Today I start medications for my fourth frozen embryo transfer (FET). I am scared. Scared that it won’t work. Scared that it will. Scared that it will end in another loss. Scared that I will have to go through it again when it doesn’t work. I don’t do well with feelings. I bottle them all up and keep pressing forward. I thought fertility treatment would be better than trying on my own because I mistakenly thought I would have more control. There is no control – they try to control your hormone levels and the thickness of your lining with drugs; they try to put you on medications that may or may not reduce the effects of adenomyosis, endometriosis or polycystic ovarian syndrome (PCOS); they try to do laparoscopic surgery to remove endometriosis; they put you through rounds of medications and intrauterine inseminations; they give you medications that stimulate your ovaries too much; they give you medications that don’t stimulate your ovaries enough; they still can’t really figure out what is wrong and only assume it’s a myriad of issues that come together in a way that keeps you from conceiving or carrying a baby.
I just started reading Daring Greatly by Brene Brown, which is all about vulnerability. I am in an extremely vulnerable position, but I do not allow myself to be vulnerable. I have to be strong. I have to be the one to solve the problems, to come up with a plan, to follow through when others don’t. I have to be the one that shows up early and stays late, whose mind races with things from today or yesterday or twenty years ago, and who bears the burdens of those around me better than I bear my own.
I recently joined a virtual support group for women who have had recurrent miscarriages. (I have had three, one of which was twins.) As I listened to the women share their stories, I felt empathy for them. I was heartbroken as one woman tried unsuccessfully to hold back tears when explaining her situation. I am unable to allow myself that same empathy. I didn’t join to get sympathy but to learn about how others deal with these emotions. What I learned is that they deal with them far differently than I do.

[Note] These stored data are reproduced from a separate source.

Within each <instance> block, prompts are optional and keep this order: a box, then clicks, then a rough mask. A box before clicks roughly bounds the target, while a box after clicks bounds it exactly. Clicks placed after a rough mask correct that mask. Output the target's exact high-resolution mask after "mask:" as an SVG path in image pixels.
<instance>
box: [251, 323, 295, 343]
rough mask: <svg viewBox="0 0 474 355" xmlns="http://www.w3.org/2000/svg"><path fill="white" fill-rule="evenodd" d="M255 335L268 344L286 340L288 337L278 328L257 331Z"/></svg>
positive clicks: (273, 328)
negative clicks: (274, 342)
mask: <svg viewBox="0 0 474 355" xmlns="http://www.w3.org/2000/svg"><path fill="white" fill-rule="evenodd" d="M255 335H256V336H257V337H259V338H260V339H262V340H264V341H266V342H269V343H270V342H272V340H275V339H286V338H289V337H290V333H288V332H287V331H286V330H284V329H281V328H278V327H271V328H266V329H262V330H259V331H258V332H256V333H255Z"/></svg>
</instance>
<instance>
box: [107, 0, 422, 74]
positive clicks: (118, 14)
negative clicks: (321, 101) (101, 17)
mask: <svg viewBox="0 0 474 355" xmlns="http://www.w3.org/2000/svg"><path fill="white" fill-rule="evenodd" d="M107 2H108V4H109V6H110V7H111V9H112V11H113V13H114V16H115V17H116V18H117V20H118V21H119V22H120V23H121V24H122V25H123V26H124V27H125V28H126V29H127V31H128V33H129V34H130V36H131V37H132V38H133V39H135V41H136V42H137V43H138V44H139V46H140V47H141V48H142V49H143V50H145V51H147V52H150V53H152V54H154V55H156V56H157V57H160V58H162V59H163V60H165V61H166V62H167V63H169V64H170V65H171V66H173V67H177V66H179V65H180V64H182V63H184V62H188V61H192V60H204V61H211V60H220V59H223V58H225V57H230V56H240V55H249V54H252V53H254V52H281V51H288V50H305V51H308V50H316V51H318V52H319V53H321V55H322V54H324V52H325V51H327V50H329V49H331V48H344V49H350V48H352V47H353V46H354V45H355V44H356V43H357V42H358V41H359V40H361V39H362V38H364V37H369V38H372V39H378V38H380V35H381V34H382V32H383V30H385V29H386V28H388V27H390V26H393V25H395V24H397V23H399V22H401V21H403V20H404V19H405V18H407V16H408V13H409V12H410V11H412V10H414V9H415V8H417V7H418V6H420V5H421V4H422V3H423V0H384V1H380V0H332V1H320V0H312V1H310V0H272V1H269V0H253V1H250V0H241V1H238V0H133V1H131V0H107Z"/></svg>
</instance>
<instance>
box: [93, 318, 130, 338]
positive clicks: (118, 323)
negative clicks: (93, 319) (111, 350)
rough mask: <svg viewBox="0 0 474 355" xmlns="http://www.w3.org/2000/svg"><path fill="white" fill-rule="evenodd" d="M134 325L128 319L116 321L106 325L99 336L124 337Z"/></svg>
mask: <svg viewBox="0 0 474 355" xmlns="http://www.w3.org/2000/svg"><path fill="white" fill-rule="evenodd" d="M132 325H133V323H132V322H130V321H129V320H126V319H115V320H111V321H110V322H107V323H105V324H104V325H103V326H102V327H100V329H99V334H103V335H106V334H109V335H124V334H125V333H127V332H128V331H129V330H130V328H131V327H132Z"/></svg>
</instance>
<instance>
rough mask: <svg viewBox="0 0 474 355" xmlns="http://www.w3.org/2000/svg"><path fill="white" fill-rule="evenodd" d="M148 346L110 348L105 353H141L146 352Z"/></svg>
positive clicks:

I have been undergoing fertility treatments for over three years and trying to conceive for nearly four. I keep telling myself I will change once I am finished – baby or not. We (well maybe I) have decided not to pursue additional treatment after we use our fifth and final embryo. We aren’t planning to pursue adoption or surrogacy or anything else because I decided that I need to be able to move on with my life and not have fertility hanging over my head. What I am learning is that is not the only thing I am trying to get through. I am trying to get through how my brain functions, the receptors that are misfiring that could cause everything from the hormonal imbalances that lead to fertility issues to those that trigger anxiety, depression, and addiction. I probably also have some hope that if I put fertility behind me, I can figure out other ways to deal with the way my brain and body function. In order to do that, I need to do some work on myself overall and not just with regards to trying to conceive (TTC).